Currently, my head is in the clouds, foggy and muddled. But it changes as I write this in to a warm bliss - but still in the clouds.
As I think about my reality and what I am doing, the warmth sinks away, leaving behind a cold, almost metal, feeling. The metal has a grain in it, striations going up and down - pot-marked by bits of awareness.
As I feel about things that frustrate and anger me, I feel a liquid energy flame and fizzle up inside me. As I feel about the things that sadden me, a fuzzy, deep blue-purple wall drops in front of me, and I bury my head in it.
As I feel powerful, I feel a distinct warmth consume me with pink flames - simple raw energy flows within. I feel like it balls up into the places where I need it to be, but I need to be careful, as it can narrow my perspective, which leads me to the next feeling: focus.
Focus is a trapezoid whose base is the ground but whose sides are jointed at the top and can flap around. If the trapezoid ever becomes two parallel lines, I lose complete focus - very distressing, though that does not feel like the right word. If I become aware of the trapezoid, it starts to open up, therefore I must always keep my vision only inside it if I want to take full use of Focus - one of the few, if not the only, emotions that I can both feel and think simultaneously
Thinking and feeling are the yin and yang, the black and white of my world. I am aware of many things in the world that I can see, and I can keep many things in mental check and balance in my head, but rarely can I think and feel at the same time; maybe I never do. Sometimes, I like to look at my situation as this: I am a robot with an emotion chip; but, I know I am much more than that.

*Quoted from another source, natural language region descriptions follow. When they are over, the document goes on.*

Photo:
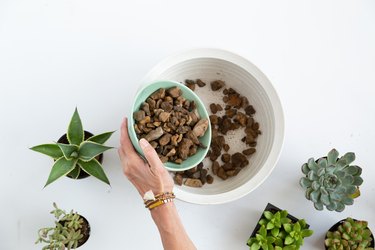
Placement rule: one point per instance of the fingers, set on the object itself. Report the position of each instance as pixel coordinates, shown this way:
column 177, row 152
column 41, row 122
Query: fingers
column 151, row 155
column 126, row 145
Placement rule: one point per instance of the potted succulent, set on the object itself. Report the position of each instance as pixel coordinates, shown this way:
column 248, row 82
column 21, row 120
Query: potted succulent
column 349, row 234
column 331, row 181
column 77, row 154
column 71, row 230
column 278, row 230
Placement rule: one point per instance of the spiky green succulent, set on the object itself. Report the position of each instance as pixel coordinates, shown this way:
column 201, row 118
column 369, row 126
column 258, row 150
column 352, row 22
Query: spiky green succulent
column 79, row 155
column 66, row 232
column 278, row 232
column 331, row 181
column 350, row 234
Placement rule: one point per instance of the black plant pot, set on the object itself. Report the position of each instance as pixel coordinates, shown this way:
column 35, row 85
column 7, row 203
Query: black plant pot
column 85, row 230
column 273, row 209
column 335, row 226
column 82, row 174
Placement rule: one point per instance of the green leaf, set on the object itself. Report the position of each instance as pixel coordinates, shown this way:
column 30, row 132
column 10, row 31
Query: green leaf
column 297, row 227
column 94, row 168
column 312, row 164
column 255, row 246
column 275, row 231
column 288, row 240
column 102, row 138
column 318, row 205
column 340, row 207
column 315, row 196
column 325, row 199
column 270, row 225
column 349, row 157
column 75, row 172
column 287, row 227
column 357, row 181
column 68, row 150
column 322, row 162
column 332, row 156
column 51, row 150
column 61, row 167
column 268, row 215
column 75, row 130
column 305, row 169
column 88, row 150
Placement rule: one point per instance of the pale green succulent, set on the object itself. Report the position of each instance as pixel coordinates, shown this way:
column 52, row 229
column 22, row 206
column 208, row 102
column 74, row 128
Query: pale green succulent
column 65, row 234
column 331, row 181
column 79, row 155
column 350, row 234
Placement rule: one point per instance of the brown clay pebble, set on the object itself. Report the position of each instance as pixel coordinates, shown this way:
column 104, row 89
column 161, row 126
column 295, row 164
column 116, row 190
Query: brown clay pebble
column 225, row 157
column 216, row 85
column 221, row 173
column 200, row 83
column 193, row 182
column 238, row 113
column 170, row 122
column 210, row 179
column 213, row 119
column 190, row 84
column 249, row 151
column 215, row 167
column 213, row 108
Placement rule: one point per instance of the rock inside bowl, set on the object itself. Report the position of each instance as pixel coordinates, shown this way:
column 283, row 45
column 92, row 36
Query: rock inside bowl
column 175, row 122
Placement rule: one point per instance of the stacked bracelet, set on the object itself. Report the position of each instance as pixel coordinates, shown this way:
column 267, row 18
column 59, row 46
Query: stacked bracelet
column 159, row 199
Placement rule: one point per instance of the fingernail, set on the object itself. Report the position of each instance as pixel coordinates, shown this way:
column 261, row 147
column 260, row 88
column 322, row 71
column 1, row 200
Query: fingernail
column 143, row 142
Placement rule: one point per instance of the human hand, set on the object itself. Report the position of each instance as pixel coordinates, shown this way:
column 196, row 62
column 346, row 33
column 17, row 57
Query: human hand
column 145, row 176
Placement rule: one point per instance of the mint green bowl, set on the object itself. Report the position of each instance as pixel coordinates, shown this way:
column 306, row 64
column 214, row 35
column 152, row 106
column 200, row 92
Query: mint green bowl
column 141, row 97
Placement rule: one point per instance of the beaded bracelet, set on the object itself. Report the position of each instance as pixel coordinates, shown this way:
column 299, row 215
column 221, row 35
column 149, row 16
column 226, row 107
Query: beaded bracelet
column 159, row 199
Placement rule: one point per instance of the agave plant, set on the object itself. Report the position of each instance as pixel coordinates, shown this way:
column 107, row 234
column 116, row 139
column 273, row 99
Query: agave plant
column 69, row 232
column 79, row 155
column 331, row 181
column 350, row 234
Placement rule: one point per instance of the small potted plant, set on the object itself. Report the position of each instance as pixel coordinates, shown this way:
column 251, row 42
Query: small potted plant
column 349, row 234
column 331, row 181
column 71, row 230
column 278, row 230
column 77, row 154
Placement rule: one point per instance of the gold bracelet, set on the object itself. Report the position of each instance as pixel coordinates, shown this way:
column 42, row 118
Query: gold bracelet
column 159, row 199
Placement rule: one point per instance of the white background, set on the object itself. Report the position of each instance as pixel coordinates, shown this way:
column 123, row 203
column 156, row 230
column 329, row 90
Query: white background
column 59, row 54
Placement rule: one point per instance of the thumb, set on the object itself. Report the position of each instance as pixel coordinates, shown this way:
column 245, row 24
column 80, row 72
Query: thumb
column 150, row 154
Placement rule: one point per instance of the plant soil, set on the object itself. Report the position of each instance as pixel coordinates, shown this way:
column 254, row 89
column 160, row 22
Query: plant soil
column 82, row 174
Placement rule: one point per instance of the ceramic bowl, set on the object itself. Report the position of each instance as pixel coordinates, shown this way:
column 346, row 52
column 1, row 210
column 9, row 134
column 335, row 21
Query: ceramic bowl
column 141, row 97
column 247, row 79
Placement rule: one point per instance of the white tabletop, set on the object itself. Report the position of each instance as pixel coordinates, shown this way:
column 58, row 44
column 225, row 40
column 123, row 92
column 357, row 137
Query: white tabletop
column 56, row 55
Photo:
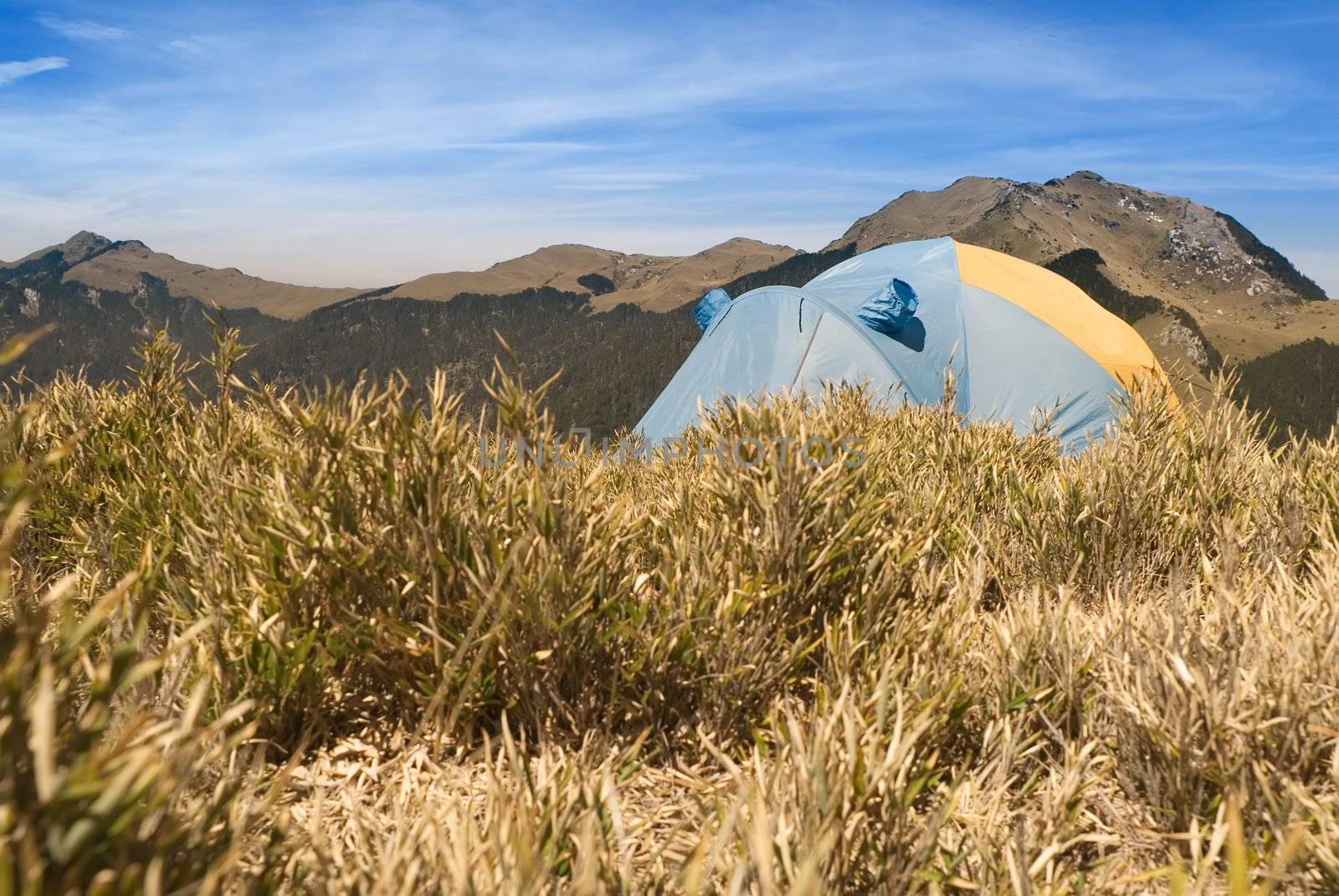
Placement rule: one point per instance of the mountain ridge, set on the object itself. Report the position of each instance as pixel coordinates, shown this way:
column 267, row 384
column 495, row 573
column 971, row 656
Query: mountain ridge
column 1195, row 283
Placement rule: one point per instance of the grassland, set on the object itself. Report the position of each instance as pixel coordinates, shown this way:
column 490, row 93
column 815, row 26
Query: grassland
column 311, row 643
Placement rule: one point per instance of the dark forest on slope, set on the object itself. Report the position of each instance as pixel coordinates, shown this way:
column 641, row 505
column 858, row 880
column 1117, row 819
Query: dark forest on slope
column 613, row 363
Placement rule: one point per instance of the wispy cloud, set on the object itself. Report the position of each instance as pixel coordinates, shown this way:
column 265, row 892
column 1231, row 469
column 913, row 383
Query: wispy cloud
column 80, row 28
column 13, row 71
column 405, row 136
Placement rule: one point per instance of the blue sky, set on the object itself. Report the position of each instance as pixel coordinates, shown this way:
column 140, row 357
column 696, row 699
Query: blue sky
column 366, row 144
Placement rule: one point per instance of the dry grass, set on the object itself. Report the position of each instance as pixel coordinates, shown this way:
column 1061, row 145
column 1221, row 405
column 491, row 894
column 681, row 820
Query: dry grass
column 345, row 655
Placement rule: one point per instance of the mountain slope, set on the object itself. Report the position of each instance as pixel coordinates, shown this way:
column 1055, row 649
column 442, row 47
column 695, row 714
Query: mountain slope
column 97, row 261
column 1245, row 298
column 98, row 330
column 655, row 283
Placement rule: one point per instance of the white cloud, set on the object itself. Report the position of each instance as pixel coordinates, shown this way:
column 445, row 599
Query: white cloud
column 13, row 71
column 82, row 28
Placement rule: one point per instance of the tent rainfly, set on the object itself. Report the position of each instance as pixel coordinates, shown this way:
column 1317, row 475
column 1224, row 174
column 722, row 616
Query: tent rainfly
column 1021, row 340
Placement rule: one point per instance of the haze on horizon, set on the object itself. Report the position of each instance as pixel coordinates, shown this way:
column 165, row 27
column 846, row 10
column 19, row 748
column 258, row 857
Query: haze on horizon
column 370, row 144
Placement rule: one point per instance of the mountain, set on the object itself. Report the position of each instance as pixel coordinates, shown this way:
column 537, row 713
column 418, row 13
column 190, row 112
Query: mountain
column 655, row 283
column 1203, row 291
column 98, row 330
column 613, row 363
column 97, row 261
column 1245, row 298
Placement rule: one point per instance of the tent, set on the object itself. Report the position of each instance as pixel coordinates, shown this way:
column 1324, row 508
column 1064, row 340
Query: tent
column 1019, row 340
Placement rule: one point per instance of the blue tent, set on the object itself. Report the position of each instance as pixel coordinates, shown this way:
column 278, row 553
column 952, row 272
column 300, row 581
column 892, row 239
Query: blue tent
column 1019, row 340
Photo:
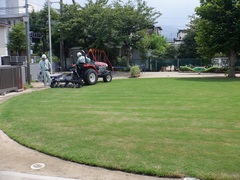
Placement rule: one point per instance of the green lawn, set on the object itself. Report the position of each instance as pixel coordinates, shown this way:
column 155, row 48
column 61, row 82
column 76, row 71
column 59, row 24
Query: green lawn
column 168, row 127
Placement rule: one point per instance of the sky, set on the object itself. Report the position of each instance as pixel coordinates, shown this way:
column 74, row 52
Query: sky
column 175, row 13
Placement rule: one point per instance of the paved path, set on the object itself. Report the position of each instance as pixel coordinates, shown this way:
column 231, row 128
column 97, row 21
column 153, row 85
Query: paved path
column 16, row 160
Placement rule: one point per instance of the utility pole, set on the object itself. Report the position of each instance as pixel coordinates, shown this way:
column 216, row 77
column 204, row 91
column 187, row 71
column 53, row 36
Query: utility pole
column 62, row 57
column 27, row 42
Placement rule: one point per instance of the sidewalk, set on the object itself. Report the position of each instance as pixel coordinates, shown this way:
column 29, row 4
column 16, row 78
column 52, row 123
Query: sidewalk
column 16, row 160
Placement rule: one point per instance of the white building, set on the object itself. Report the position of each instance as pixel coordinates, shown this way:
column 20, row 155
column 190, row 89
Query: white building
column 11, row 12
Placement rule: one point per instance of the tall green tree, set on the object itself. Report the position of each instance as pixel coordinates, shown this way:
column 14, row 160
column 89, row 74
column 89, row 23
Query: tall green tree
column 133, row 17
column 17, row 39
column 218, row 29
column 39, row 23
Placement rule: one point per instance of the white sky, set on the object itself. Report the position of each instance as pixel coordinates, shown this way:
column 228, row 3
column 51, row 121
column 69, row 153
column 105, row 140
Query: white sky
column 175, row 13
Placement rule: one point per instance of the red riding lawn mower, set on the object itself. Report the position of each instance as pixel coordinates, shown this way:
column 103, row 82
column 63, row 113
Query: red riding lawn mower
column 86, row 73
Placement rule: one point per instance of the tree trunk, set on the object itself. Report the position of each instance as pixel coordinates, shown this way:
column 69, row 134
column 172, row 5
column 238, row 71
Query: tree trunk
column 232, row 60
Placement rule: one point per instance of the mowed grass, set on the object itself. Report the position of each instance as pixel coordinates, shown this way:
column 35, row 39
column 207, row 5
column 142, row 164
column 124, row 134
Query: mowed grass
column 165, row 127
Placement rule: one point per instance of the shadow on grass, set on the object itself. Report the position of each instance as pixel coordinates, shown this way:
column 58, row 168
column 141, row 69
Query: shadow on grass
column 210, row 79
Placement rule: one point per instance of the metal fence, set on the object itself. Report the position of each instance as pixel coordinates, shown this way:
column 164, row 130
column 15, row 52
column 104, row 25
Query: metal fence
column 10, row 78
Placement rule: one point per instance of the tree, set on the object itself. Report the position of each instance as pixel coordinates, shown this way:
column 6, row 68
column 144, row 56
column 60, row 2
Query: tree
column 106, row 26
column 17, row 39
column 218, row 29
column 132, row 18
column 39, row 23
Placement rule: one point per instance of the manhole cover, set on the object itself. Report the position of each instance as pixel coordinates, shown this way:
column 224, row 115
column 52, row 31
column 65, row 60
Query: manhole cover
column 37, row 166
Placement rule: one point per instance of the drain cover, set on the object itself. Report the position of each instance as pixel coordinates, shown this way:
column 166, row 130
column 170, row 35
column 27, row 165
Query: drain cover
column 37, row 166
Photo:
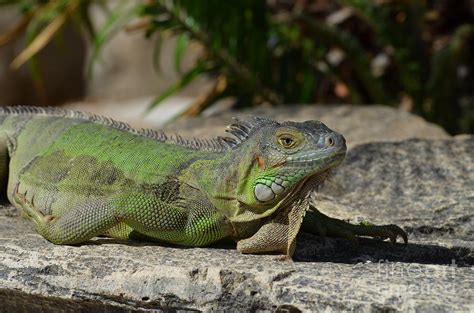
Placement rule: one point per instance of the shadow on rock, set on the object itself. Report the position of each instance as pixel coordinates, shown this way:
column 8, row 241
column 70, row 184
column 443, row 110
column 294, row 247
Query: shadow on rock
column 311, row 248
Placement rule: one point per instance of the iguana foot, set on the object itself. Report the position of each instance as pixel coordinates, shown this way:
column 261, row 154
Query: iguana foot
column 320, row 224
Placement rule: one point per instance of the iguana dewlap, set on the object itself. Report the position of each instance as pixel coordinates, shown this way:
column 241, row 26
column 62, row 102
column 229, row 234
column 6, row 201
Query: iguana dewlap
column 78, row 175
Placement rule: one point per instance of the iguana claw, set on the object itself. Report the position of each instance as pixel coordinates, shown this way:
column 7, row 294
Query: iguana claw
column 320, row 224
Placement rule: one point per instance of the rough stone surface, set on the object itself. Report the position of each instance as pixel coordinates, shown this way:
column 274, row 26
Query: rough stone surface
column 423, row 185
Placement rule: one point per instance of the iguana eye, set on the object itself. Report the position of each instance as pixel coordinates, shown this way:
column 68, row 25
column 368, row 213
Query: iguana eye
column 286, row 141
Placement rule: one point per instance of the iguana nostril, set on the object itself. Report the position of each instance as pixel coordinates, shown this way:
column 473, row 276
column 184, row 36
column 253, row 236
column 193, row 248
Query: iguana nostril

When I feel, I feel strongly. When I think, I think hard. But, when there is a transition between the two modes, I must either not be aware of it or decide if I want it to happen.
It is these kinds of ramblings that I have in my head that try to avoid now, so that now, I can just simply enjoy life better. I wish to feel life, not think it. My strength may lie in my ability to analyze, but all thought and no hard emotions wears me thin. So, what was the point of all this post? Who can say? I simply like to feel and think, and I like to try and make gray out of black and white.